Человек за столом взял телефонную трубку.
— Дайте Орловку.
Катя ждала.
— Орловку, Орловку, немедленно!
Она ждала. Тот тоже ждал. Глазами, полными одного-единственного страстного желания, она пыталась прочесть что-нибудь в его глазах, крепко сжимала пальцы.
— Так… так…
Он медленно положил трубку.
— Что, что?
Он вышел из-за стола. Взял в свои руки ее крепко стиснутые пальцы.
— Орловка не отвечает.
— Еще нет связи?
Она чувствовала, как стынут ее пальцы, как леденеют ноги, леденеет все тело. Хотя она ведь знала…
— Милая, храбрая… Что ж делать? Война… В Орловке немцы…
Как эхо, как отдаленное воспоминание пронеслись в голове слова песни — кто же это пел и когда? Алексей, чернобровый, светлоглазый, милый, любимый, любимый Алексей!
Жалко только волюшки во широком полюшке.
Солнышка на небе да любови на земле…
Она уже совладала с собой.
— Я пойду… Мне надо в обком.
Ей показали, как пройти.
— Пропуск?
Катя посмотрела такими глазами, что милиционер попятился.
— Ты позвони, ты позвони секретарю. Я приехала из Орловки… Катерина Назарова, ты позвони…
Снова письменный стол, снова человек за столом. И снова у нее сжалось сердце. На кого он похож? Ах да, на Гришу, на молоденького Гришу, который пал первым.

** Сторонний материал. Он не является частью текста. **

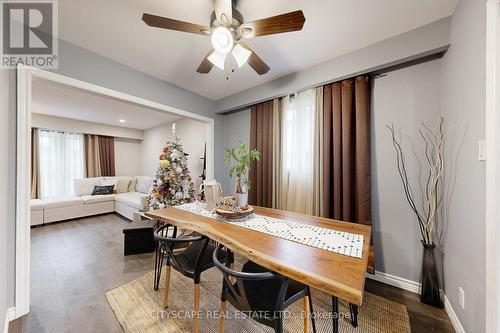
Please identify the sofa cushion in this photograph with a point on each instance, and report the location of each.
(37, 204)
(66, 201)
(143, 184)
(84, 186)
(131, 187)
(135, 200)
(114, 180)
(103, 190)
(122, 185)
(123, 197)
(88, 199)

— Я принесла партийные билеты.
Она вытащила их из-за пазухи. Десять ярких, красных книжечек.
— Чьи партийные билеты?
Катя выпрямилась. Уверенным, сильным голосом сказала:
— Партийные билеты десяти товарищей, десяти пограничников, погибших на посту в Орловке в борьбе с фашистами сегодня на рассвете.
Секретарь встал. Партийные билеты лежали на письменном столе. Десять красных книжечек, сверкавших на зеленом сукне, словно пятна живой крови.